Ascoltare invece di collocare, apprendere per rafforzare la visione della diversità, uscire dagli schemi, che impediscono di guardare più in là dell’emozione del momento, che affondano nell’omertà e nel silenzio tombale dei mass media occidentali ,per esempio,  uno sterminio ad opera di paramilitari ed esercito colombiani, diluito negli ultimi venti anni, di 250 mila persone, nel paese del Plan Colomba, della Seguridad Democratica, di Ingrid Betancour, sequestrata dai guerriglieri delle FARC, che nelle onorificenze concesse dalle autorità italiane, rimane muta sul genocidio praticato dai suoi “liberatori”.  Una omertà sulla eterna questione palestinese, una nostra coscienza critica, che ci interroga giorno dopo giorno, sulla meschina ipocrisia di uno “stato concesso ad un popolo perseguitato dalla Europa”, sulla terra di un altro popolo che europeo non è. Un silenzio complice sulle fosse comuni in Turchia, dove sono stati interrati centinaia di kurdi che avevano la colpa di essere kurdi. E la lista continua.

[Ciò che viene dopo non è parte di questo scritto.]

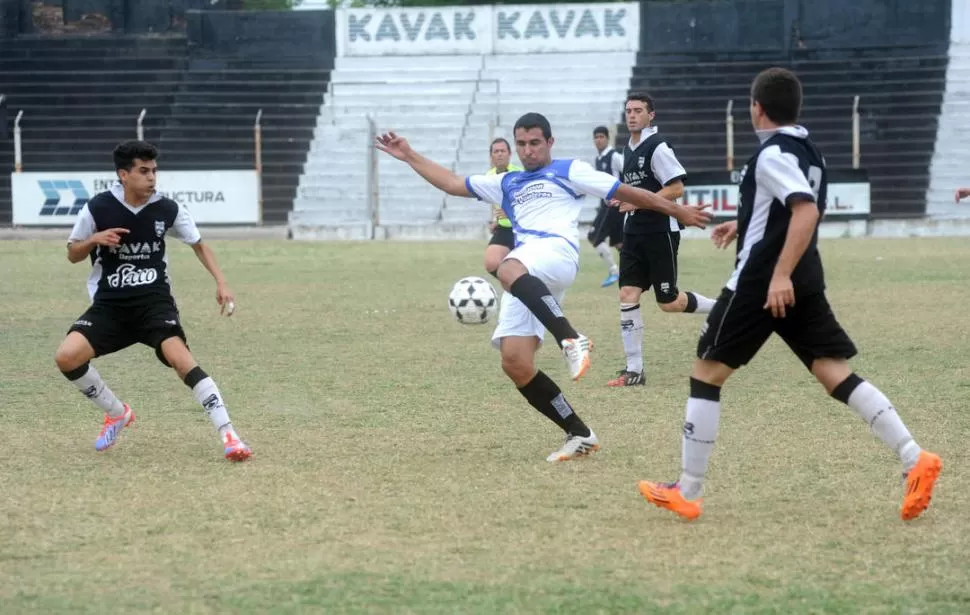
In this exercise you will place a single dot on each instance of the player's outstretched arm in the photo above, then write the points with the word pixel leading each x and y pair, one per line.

Osannato, da una informazione retorica, insabbiatrice, che stabilisce più valore informativo alla vita di una famiglia reale, nel XXI secolo, o delle gesta extramatrimoniali di una qualsiasi presidente sia esso americano che nostrano, che non sulle origini delle ricchezze opulente e delle maggioritarie miserie umilianti, questo “sistema neoliberale globalizzato” ha vissuto, in questi anni di un presunto consenso, sulla creazione dello spauracchio, del “nemico”: “Quando le più grandi potenze economiche del mondo, che sono anche i maggiori produttori di tecnologia di guerra, dicono che necessitano combattere il nemico in un quadro di permanente guerra preventiva, credetegli, perché dicono la verità. Il nemico lo necessitano più di ogni altra cosa e di nessun altro”. Ma questo “nemico necessario” si sta sempre più esaurendo  nella sua funzione catalizzatrice dell’opinione pubblica, a causa della realtà di un mondo che, nella sua organizzazione gerarchica, nella suo ostinato rifiuto di una concezione della diversità nell’ uguaglianza, svela, sempre più, che è molto lontano da essere  “il migliore di quelli possibili”.